I could let you hold me, I could let you sleep in my bed and encourage your crush into love, I could lie to you until my throat closed off with a mass of falsehoods. And day by day you'd start to realise something was wrong, until you finally understood that I had been acting the whole time, that despite every sweet word or soft touch I could take you in my hands and break you and not feel a thing.

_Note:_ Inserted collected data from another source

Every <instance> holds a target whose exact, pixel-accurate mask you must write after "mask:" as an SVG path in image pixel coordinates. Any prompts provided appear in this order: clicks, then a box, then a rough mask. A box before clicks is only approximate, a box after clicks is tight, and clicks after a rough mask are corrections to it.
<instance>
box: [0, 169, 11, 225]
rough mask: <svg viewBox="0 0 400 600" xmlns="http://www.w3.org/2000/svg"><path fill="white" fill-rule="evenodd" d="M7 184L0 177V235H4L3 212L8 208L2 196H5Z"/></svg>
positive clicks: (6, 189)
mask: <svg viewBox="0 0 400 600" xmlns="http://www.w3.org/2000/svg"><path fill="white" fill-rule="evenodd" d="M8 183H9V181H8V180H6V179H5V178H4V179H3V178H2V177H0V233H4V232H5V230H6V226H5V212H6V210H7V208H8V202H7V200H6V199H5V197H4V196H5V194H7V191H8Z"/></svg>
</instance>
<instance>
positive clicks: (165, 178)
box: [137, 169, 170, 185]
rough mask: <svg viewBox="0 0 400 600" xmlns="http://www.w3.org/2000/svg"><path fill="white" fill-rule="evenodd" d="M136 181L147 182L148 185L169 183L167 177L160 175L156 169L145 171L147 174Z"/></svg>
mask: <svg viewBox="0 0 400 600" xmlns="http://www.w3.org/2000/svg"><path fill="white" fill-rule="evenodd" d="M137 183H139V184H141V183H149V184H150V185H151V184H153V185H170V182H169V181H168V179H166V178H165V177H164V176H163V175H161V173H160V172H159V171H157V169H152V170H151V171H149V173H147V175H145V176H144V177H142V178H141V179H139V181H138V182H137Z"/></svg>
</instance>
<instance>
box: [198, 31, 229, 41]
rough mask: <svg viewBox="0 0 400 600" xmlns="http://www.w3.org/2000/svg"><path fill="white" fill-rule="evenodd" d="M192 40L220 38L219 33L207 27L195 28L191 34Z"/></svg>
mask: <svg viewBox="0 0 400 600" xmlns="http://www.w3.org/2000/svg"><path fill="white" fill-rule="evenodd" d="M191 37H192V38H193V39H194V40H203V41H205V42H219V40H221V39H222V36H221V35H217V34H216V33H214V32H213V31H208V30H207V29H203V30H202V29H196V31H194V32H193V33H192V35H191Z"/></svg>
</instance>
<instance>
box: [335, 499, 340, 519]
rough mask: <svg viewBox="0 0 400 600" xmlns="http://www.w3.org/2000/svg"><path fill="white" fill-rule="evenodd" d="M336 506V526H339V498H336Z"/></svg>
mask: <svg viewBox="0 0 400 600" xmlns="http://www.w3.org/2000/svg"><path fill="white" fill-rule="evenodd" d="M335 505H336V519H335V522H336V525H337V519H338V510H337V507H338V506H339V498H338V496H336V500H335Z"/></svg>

I could make you exactly like me.
And, Kamui, nobody deserves to be like me. No one should have to curl up in their armchair, too limp with grief to remember whether it's day or night, stinging with the knowledge that hope and prayer and love wasn't enough.
Love should be enough by itself. It can't be for me, not anymore. I can still do at least one thing right--I can stop myself from breaking you. This one burst of honesty might be my last chance to do the right thing at the right time.
You look back at me as you leave, but when your back is turned again I look down at the stars on my hands. They're still glowing, just a little, pulsing ever so faintly with warmth. I remember how they burned the first time I sensed Seishirou-san here in the city--I've thought, a thousand times, about the fact that he set these marks on my skin with kisses.
Broken glass would have been more bearable than that, a voice in my head murmurs as I bend to kiss the edge of one pentagram. If I close my eyes tightly enough, I can pretend that I'm kissing his lips and that the blood I taste, metallic and sweet, is my own.